L’onchocercose, surnommée cécité des rivières, se propage via les piqûres de mouches noires infectées, présentes près des cours d’eau. Elle constitue la seconde cause infectieuse de cécité après le trachome et touche principalement les communautés rurales d’Afrique subsaharienne et du Yémen, avec des foyers plus restreints en Amérique latine.

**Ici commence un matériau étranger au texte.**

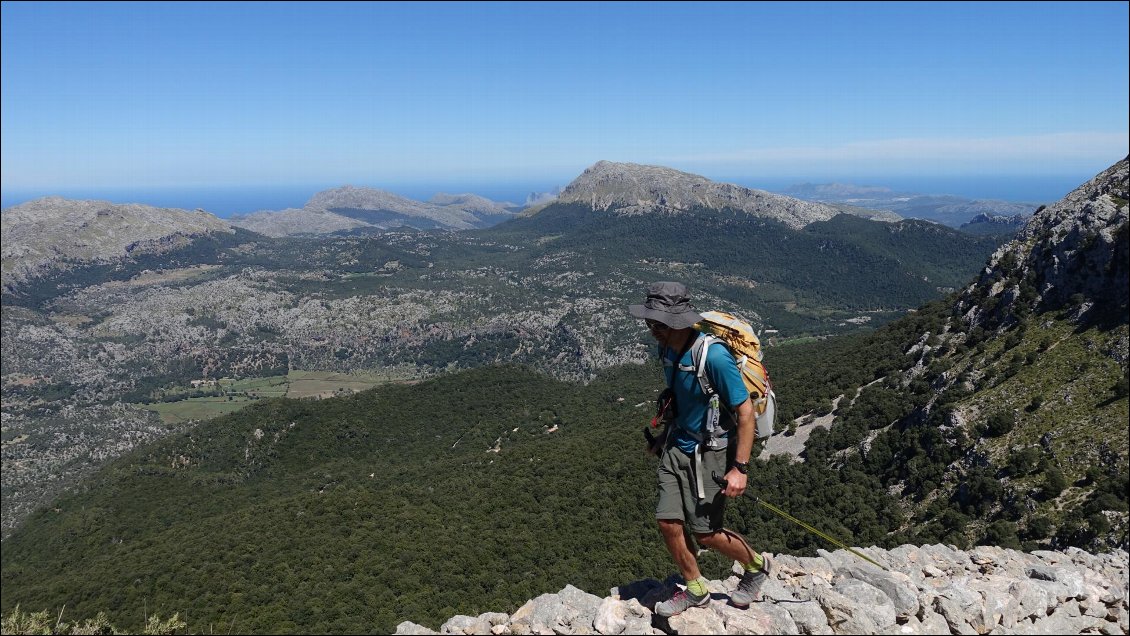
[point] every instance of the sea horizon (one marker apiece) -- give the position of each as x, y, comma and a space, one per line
225, 201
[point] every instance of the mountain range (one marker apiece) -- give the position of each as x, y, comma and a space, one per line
947, 209
984, 404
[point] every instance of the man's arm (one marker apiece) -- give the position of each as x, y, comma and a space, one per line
736, 480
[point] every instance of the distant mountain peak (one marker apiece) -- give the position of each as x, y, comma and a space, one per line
1072, 252
642, 189
53, 234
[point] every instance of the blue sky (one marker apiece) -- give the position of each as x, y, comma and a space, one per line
407, 95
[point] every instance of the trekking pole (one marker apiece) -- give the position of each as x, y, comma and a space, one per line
778, 511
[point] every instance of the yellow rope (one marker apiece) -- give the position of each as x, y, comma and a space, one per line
815, 531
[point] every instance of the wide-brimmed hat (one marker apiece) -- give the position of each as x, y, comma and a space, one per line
669, 304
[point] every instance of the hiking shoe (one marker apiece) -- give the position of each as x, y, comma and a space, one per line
681, 601
749, 587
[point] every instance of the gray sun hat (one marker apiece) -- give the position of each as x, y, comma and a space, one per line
669, 304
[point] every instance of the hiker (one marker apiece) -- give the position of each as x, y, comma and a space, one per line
689, 501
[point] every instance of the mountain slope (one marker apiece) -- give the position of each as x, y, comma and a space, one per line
53, 234
1005, 420
640, 189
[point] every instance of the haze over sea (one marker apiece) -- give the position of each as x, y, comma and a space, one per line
227, 200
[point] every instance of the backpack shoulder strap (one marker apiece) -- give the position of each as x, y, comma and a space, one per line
698, 360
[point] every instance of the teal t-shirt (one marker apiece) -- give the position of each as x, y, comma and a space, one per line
690, 401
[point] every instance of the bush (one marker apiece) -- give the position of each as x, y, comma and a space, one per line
999, 424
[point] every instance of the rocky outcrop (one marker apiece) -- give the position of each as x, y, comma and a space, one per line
923, 590
639, 189
987, 223
356, 201
478, 206
1071, 253
348, 208
295, 221
52, 234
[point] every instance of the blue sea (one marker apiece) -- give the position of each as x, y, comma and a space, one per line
225, 201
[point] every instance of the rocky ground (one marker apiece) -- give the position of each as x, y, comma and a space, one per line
923, 590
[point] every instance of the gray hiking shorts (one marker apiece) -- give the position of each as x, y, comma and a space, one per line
678, 490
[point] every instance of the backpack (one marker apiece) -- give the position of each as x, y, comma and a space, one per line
746, 348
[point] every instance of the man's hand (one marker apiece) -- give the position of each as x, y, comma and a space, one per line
735, 482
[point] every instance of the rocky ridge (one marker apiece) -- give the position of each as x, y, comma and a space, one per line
51, 233
1076, 247
924, 590
295, 221
348, 208
988, 223
947, 209
641, 189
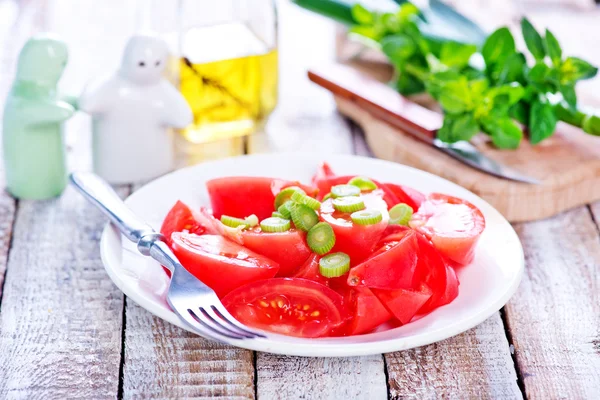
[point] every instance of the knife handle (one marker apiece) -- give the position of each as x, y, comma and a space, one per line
378, 99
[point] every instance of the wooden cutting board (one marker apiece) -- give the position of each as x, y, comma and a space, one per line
567, 164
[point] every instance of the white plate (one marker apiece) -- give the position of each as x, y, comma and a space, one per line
485, 285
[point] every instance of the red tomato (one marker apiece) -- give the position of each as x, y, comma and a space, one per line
355, 240
403, 194
403, 303
220, 263
288, 249
310, 270
390, 267
289, 306
241, 196
366, 310
434, 271
180, 218
452, 224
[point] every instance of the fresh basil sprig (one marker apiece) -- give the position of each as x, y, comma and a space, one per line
483, 84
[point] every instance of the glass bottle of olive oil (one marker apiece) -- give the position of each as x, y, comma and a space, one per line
228, 75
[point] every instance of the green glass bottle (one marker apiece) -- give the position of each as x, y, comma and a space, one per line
33, 142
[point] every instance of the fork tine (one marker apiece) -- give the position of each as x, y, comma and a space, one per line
225, 315
222, 322
207, 322
188, 319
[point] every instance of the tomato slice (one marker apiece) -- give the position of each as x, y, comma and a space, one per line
324, 171
453, 225
403, 194
178, 219
220, 263
366, 310
390, 267
288, 249
355, 240
289, 306
310, 270
433, 270
241, 196
404, 303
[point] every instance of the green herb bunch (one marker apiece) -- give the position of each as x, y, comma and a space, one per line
485, 87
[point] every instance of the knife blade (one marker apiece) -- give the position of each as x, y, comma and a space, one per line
385, 103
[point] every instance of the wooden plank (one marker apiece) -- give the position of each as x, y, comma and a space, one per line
476, 364
60, 326
554, 318
164, 361
282, 377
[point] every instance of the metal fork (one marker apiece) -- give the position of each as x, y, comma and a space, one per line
195, 303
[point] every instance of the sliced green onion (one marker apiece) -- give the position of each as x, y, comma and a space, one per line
274, 224
233, 222
344, 190
334, 265
304, 217
251, 220
286, 209
366, 217
362, 183
306, 200
320, 238
286, 194
348, 204
400, 214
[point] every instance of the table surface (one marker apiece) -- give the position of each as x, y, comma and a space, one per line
67, 332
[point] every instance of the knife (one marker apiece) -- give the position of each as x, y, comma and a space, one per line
385, 103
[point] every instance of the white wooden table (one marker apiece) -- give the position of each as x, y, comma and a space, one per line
67, 332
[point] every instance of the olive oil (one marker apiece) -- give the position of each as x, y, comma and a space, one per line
229, 78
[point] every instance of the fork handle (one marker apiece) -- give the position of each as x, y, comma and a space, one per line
99, 192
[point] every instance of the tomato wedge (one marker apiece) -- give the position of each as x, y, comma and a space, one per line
453, 225
241, 196
310, 270
366, 309
288, 249
403, 303
178, 219
390, 267
355, 240
289, 306
220, 263
402, 194
433, 270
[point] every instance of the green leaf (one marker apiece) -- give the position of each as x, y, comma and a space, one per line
361, 15
456, 54
407, 12
370, 32
498, 47
512, 70
455, 97
408, 84
574, 69
533, 40
520, 112
569, 95
458, 127
398, 48
553, 48
504, 132
513, 92
542, 121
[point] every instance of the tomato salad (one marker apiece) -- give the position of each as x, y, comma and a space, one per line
339, 257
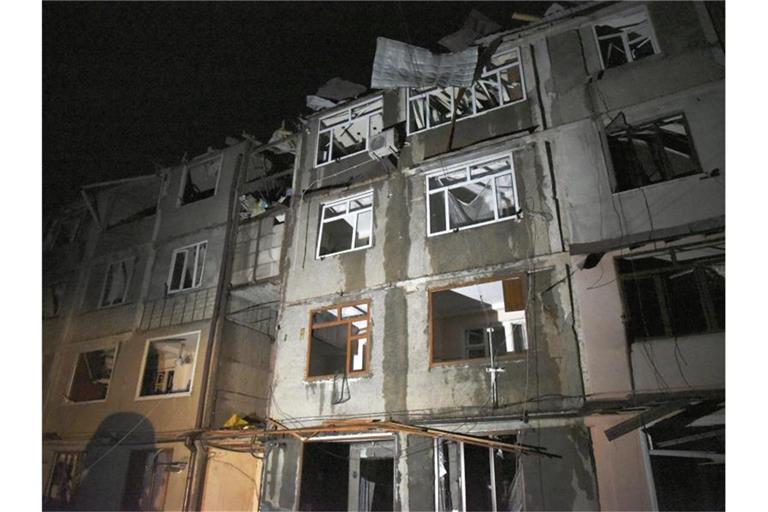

Stratégies gagnantes : lutte antivectorielle et traitements de masse

Dès 1976, sous l’égide du Programme OMS de lutte contre l’onchocercose en Afrique de l’Ouest (OCP), le Niger a mis en place des campagnes de pulvérisation d’insecticides pour réduire drastiquement la transmission. Dans les années 2000, grâce aux dons d’ivermectine de Merck Sharp & Dohme (MSD), une campagne massive de distribution de médicaments (ivermectine et albendazole) a été déployée jusqu’en 2019 dans les zones touchées par la filariose lymphatique, également endémiques pour l’onchocercose. Cette approche a permis d’interrompre la circulation du parasite.

Dès 2014, le Niger a lancé des évaluations pour confirmer l’arrêt de la transmission. Les enquêtes entomologiques et épidémiologiques ont confirmé l’efficacité des mesures : la prévalence de l’onchocercose est passée de près de 60 % à seulement 0,02 %. Ce succès s’explique par la combinaison de la lutte antivectorielle et des traitements, soutenue par un partenariat solide entre le gouvernement, l’OMS et des organisations non gouvernementales.

« L’onchocercose a longtemps rongé les communautés, les privant de leurs moyens de subsistance en les éloignant des rivières, essentielles à leur survie », souligne la Dr Matshidiso Moeti, Directrice régionale de l’OMS pour l’Afrique. « L’élimination de cette maladie au Niger marque un tournant et en fait un exemple à suivre pour l’Afrique. Le pays avait déjà fait ses preuves en 2013 avec l’éradication de la maladie du ver de Guinée. Une nouvelle page d’histoire de la santé publique s’écrit aujourd’hui. »

Un modèle pour l’Afrique et au-delà

À l’échelle mondiale, 54 pays ont désormais éliminé au moins une maladie tropicale négligée. Le Niger rejoint quatre autres nations certifiées exemptes d’onchocercose, toutes situées dans la Région des Amériques : la Colombie (2013), l’Équateur (2014), le Guatemala (2016) et le Mexique (2015).

En Afrique, 21 pays ont déjà éliminé au moins une maladie tropicale négligée. Pour le Niger, il s’agit de la seconde victoire : en 2013, le pays avait déjà été reconnu exempt de transmission de la dracunculose (maladie du ver de Guinée). Une preuve supplémentaire de son leadership en matière de santé publique.